After a 13-5 annihilation of the Noles yesterday in Game One, the Gators faced ever so slightly more resistance from FSU today. FSU starter Mike Compton pitched a perfect first inning, while Florida’s fielders gifted the Noles with two runs on some silly errors, including Schwarz dropping the throw from Dalton Guthrie in what would have been a close play at the plate. For a little while there, it looked like the tables had turned from yesterday, where FSU’s fielders were the ones displaying a flair for botcher seldom seen on a baseball diamond.
That was just a mirage, though.
The Gators promptly responded with three runs of their own in the second, three more in the third, and two more in the fourth. And before the Noles could blink, their 2-0 lead was gone, and replaced by an 8-2 deficit that they had no shot of crawling out of. That eventually turned into an 11-4 loss for the Seminoles.
They can thank Schwarz for that. He had a rough start to the day, dropping a third strike (one that the umpire missed due to impromptu nap time) and the aforementioned throw home from Guthrie. But he taught the world a valuable lesson: any mistake he makes in the field can be overcome with one swing of his bat.
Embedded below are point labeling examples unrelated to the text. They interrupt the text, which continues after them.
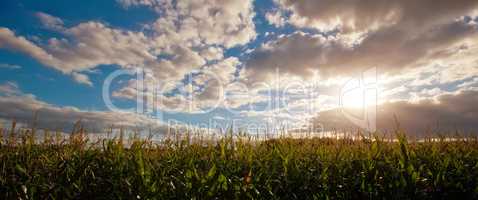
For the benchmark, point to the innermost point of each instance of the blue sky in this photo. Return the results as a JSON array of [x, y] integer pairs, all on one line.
[[58, 54]]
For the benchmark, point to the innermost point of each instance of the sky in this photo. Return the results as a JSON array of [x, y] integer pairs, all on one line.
[[268, 64]]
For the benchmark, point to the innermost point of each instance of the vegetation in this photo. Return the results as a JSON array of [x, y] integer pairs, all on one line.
[[235, 168]]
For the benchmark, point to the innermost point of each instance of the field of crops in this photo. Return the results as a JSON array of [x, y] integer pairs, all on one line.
[[236, 168]]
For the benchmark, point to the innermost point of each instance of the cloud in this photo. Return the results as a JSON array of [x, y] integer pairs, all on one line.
[[10, 66], [445, 112], [82, 78], [50, 22], [275, 18], [363, 16], [391, 50], [225, 23], [9, 40], [22, 107]]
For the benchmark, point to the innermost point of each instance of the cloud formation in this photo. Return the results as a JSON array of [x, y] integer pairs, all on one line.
[[445, 113], [16, 105], [392, 36]]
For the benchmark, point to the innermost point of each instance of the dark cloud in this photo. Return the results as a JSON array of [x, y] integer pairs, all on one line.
[[444, 113]]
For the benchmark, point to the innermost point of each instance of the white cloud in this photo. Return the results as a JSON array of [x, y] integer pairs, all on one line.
[[276, 18], [448, 112], [82, 78], [10, 66], [50, 22], [22, 107]]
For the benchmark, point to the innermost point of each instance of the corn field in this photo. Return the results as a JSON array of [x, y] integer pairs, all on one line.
[[235, 168]]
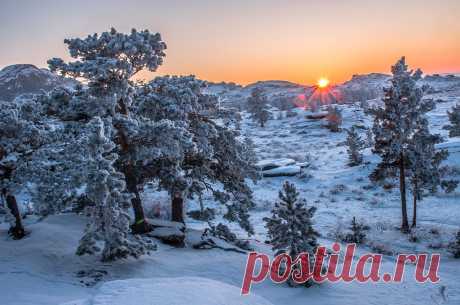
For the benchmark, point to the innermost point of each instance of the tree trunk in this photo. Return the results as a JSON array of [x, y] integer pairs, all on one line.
[[18, 230], [177, 208], [414, 216], [140, 225], [402, 189]]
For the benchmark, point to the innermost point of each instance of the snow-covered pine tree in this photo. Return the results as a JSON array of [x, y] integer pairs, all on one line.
[[425, 161], [354, 146], [454, 118], [258, 107], [357, 234], [454, 247], [334, 118], [110, 220], [19, 139], [290, 227], [215, 154], [107, 63], [394, 126], [369, 142]]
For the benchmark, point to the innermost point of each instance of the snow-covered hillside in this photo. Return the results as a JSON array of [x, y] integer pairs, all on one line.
[[23, 79]]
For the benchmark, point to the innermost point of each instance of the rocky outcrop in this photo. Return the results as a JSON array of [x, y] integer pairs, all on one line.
[[22, 79]]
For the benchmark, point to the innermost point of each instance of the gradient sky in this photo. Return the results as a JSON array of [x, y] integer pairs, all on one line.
[[249, 40]]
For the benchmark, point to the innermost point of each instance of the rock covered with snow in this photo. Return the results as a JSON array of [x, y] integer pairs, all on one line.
[[280, 167], [274, 163], [169, 232], [173, 291], [28, 79], [289, 170]]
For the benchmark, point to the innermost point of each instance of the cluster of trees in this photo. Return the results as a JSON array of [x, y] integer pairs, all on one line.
[[102, 141], [401, 137]]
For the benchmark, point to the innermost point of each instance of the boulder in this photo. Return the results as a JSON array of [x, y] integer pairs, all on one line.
[[269, 164], [169, 232], [290, 170]]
GET OUTTA HERE!!! JJ Schwarz ties the game with a BOMB https://t.co/YgRbvzkBaQ
— InAllKindsOfWeather.com (@AllKindsWeather) June 6, 2015
Peter Alonso then reached on yet another error by FSU, Jeremy Vasquez singled him to third and Guthrie followed that up with a sacrifice fly. An inning later, Richie Martin homered, Schwarz walked, Alonso tripled him home, and Vasquez singled Alonso home. The fifth inning was more of the same. Guthrie got hit by a pitch, and was promptly scored on a home run by Harrison Bader. It happened just the way I’m writing about it; no big deal.
Here’s the funny thing about the win: Florida didn’t even play that well. Not only did Florida make a few dumb mistakes in the field, Puk didn’t pitch as well as he could, either. He was missing his spots more than he usually did (though the umpire’s ridiculously erratic strike zone probably didn’t help) and gave up a towering two run homer in the fourth. Of course, that turned out to be irrelevant, because Florida was way up at that point (9-2 to be exact, and the homer made it 9-4), but it’s a footnote to Florida’s complete and utter dominance of FSU. Think about that, UF’s second best pitcher didn’t have his stuff, and Florida still won by seven runs.
Insert any FSU jokes you want here- I’ve been taunting the Seminole Nation ruthlessly on twitter since the game’s conclusion, and will continue to do so throughout the night- but that shouldn’t be the main focus. Celebrate and gloat tonight, but when you wake up tomorrow, turn your focus to the big picture- this Gator team has a chance to win a national championship, something that’s never been done before in the 100+ year history of the Gator baseball program.
This team may be young, and they may be a year away from hitting their potential. But guess what? The championship trophy is given out to the team that wins the College World Series. And thanks to a tremendous performance by this group of Gators, however young they may be, this team will be in the College World Series. Previous Gator teams have come oh so close to lifting that trophy on several occasions, and got as far as the national championship series in 2005 and then again in 2011, but got turned back each time (once by Texas, once by South Carolina).
It’s time to finally bring one of those trophies home, and erase all those years of frustration.